Beware of meeting gimmicks like walking meetings or the 24-minute meeting. Artificial constraints can make people uncomfortable and therefore even less likely to be productive. Mary Beth McIntire, CEO of nonprofit Comfort Zone Camp in Richmond, Virginia, focuses instead on the meeting goals and the best way to reach them. “I don’t mind having a standing time on my calendar for a team meeting,” McIntire says. “But I’m going to ask what we are trying to accomplish. If they can’t answer, then we are going to cancel the meeting. I’m a little harsh about it.” These guidelines will keep your meetings on track:
- Create an agenda. You already know this, but do you do it? Many meeting organizers often rely on the meeting topic to dictate an understood agenda. Having a simple agenda sets clear expectations for how much time will be spent on each topic and keeps people focused.
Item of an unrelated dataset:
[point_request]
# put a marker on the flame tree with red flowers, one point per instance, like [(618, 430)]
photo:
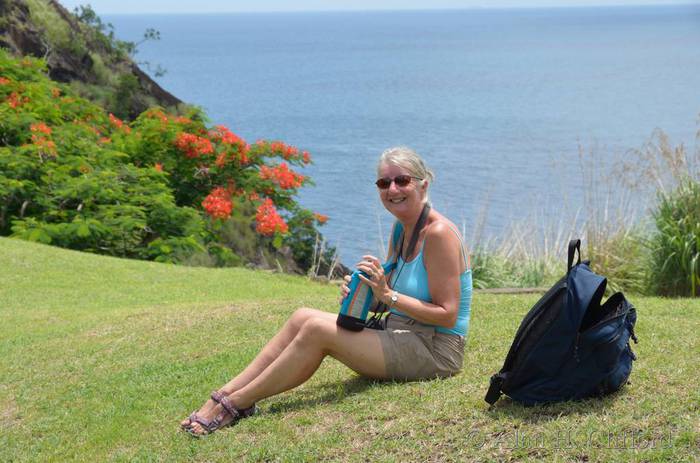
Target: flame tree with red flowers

- Determine why the meeting is taking place. Before the meeting even starts, check with the organizer (or yourself) to answer this question. If it’s just a weekly team “check-in” meeting with no goals or agenda, it’s likely to quickly dissolve into wasted time.
- Ask, "What is the goal?" “I ask this about everything,” says McIntire. “It is so simple, but it will stop me dead in my tracks sometimes—'OK, I do not need to be doing this now.'” Stating the goal at the beginning of the meeting communicates to attendees what you expect from them.
Email and Social Media
Social media and email are key tools for small-business management, until you find yourself immersed in cat-in-a-box video clips. It’s easy to justify time spent on social media as “marketing,” but how do you keep yourself on track in a world full of click bait? These tips can help keep you and your team focused in the digital world.
- Set limits. Jennifer Nelson of Pumpkin Pie only checks her email three times each day. Mary Beth McIntire tries to quit checking email after 8 p.m. “It’s usually more like 9,” she admits. “I’m not always 100 percent, but it’s better than if I didn’t try.”
- Train the staff. Establish team discipline by setting company-wide expectations for digital use. Jill McBride of Forza Marketing requires all new hires to read The Hamster Revolution: How to Manage Your Email Before It Manages You. The key is to create a common structure and, more importantly, to stick to it.
- Have a plan. McIntire relies on overall business goals to guide her social media browsing. Although McIntire scans a lot of material about nonprofit management, she only keeps reading or takes action if it is within one of the organization’s focus areas.
Business owners bring a high level of passion to their work, but that passion often means that everything else comes second. “They tend to work far too many hours at the expense of personal time and family time,” says productivity expert Laura Stack. “But time for health, for volunteering, community work, whatever gives you joy will recharge your batteries and give you the energy to devote to work.”
And that is when the magic happens—when business owners map out strategic visions, find creative insights and dream up new product or service ideas.